Changed ideas about mathematics as a school subject, its goals, ideas about teaching and
learning mathematics, require new forms of assessment. Within RME this means a
preference for observation and individual interviews. However, written tests have not
been abandoned within this approach. As this book makes clear, even written tests can
give teachers valuable information concerning the learning processes of their students, if
these tests are looked at in a new light.
The book has two sections. Part I forms the core of the work. Chapter one retraces the
early years of the reform of mathematics education in the Netherlands, and provides a
survey of how assessment was regarded at that time.

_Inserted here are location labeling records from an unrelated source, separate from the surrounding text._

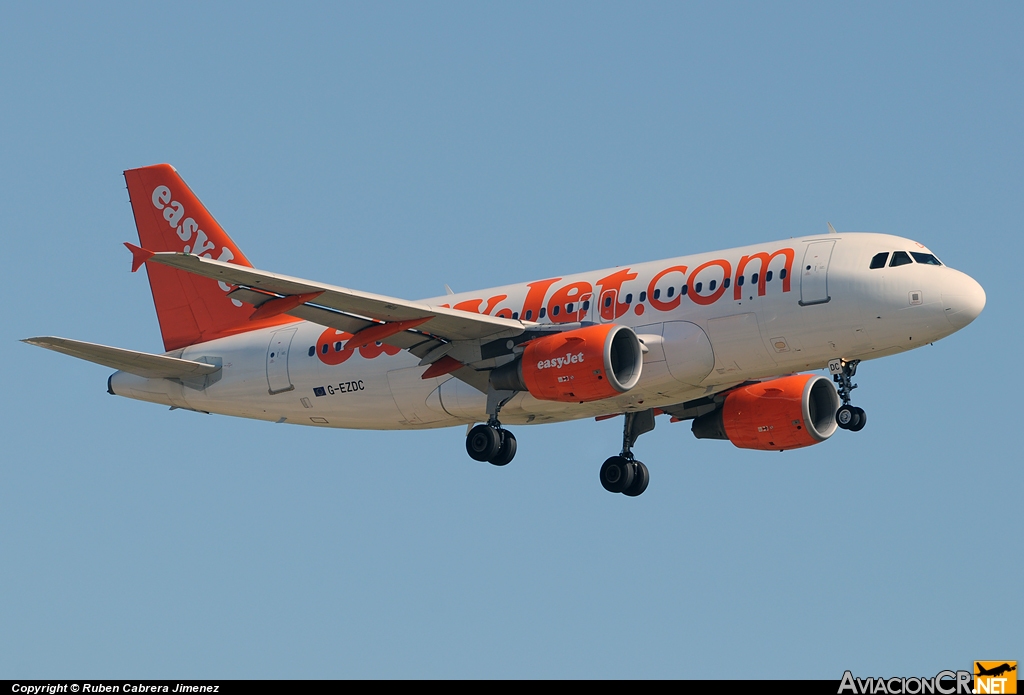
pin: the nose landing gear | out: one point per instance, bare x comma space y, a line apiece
848, 417
624, 473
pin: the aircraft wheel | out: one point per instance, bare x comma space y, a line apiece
483, 442
846, 417
616, 474
507, 450
640, 479
861, 420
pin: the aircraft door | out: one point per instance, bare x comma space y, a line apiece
278, 379
814, 273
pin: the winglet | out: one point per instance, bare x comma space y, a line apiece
138, 256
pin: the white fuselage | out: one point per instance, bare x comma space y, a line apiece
816, 300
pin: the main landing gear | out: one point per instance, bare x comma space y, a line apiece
489, 442
624, 473
847, 417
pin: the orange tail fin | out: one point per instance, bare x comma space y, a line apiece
169, 217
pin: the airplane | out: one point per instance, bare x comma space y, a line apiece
720, 339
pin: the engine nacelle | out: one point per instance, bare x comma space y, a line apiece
774, 416
589, 363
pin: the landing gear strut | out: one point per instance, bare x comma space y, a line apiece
847, 417
624, 473
489, 442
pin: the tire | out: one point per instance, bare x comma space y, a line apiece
846, 417
861, 420
507, 450
641, 477
616, 474
482, 442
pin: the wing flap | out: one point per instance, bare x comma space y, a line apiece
132, 361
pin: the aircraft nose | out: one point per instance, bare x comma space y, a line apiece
963, 299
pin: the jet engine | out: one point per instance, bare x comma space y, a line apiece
777, 415
588, 363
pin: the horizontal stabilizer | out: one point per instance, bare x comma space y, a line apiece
141, 363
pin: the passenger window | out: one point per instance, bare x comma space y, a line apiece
899, 258
926, 259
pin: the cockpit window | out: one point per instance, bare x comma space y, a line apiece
899, 258
927, 259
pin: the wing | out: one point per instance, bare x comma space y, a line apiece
359, 309
141, 363
457, 342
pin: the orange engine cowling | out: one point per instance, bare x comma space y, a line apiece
774, 416
589, 363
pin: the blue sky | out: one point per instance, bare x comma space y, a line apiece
396, 147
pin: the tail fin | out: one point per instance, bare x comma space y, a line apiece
169, 217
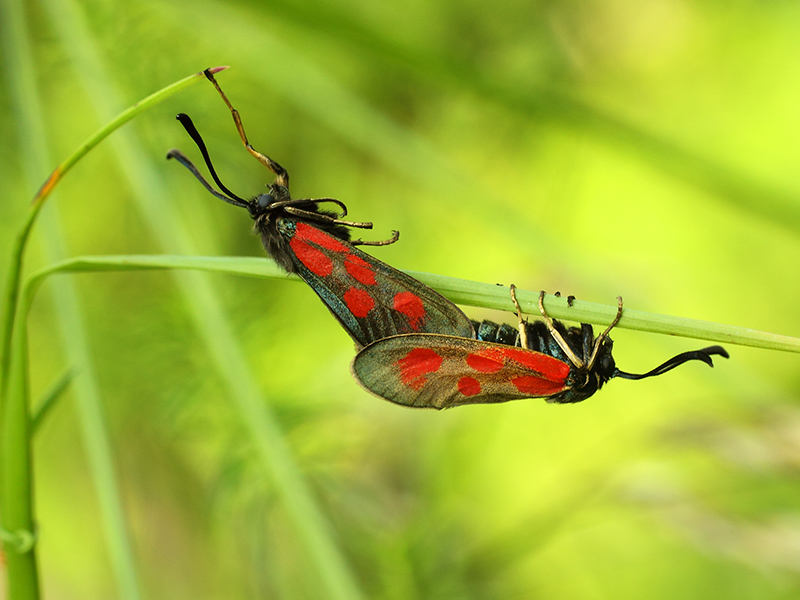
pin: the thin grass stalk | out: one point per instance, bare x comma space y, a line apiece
460, 291
329, 564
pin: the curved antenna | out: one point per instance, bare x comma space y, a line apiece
181, 158
702, 355
195, 135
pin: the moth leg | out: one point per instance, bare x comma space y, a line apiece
281, 176
523, 331
391, 240
557, 336
600, 338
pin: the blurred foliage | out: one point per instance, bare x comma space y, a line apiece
597, 148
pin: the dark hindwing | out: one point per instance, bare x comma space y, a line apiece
369, 298
442, 371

Chapter two concentrates on how the MORE research laid the foundation for further
development of primary school mathematics assessment within RME. Originally, this
research was a comparative study of the implementation and effects of different
approaches to mathematics education.
Chapter three provides a general orientation of the present state of affairs within RME
and presents a further elaboration of the RME theory for assessment. In the second half of
the chapter the RME views on assessment are held up to the mirror of international
assessment reform.
In chapter four, as a supplement to the general orientation, the focus is shifted to written
tests. In particular, paper-and-pencil short-task problems and the potential enrichment of
such problems through the application of RME theory are discussed.
Part II describes three assessment studies in detail. Chapter five focuses on one of the
tests that was developed for the MORE research, namely the test for beginning first
grade. It provides background information on the development of the test and describes
its unexpected results, including some international findings on the test.
Chapter six gives an account of a study into the opportunities for RME in special
education. The heart of this study is a written test on ratio, similar to MORE tests.
Chapter seven covers a developmental research project on assessment that was conducted
within the framework of the “Mathematics in Context” project, an American middle
school project. The chapter focuses on one particular assessment problem on percentage.
The main issue here is the tension between openness and certainty that one meets if one
moves to more open-ended problems in assessment.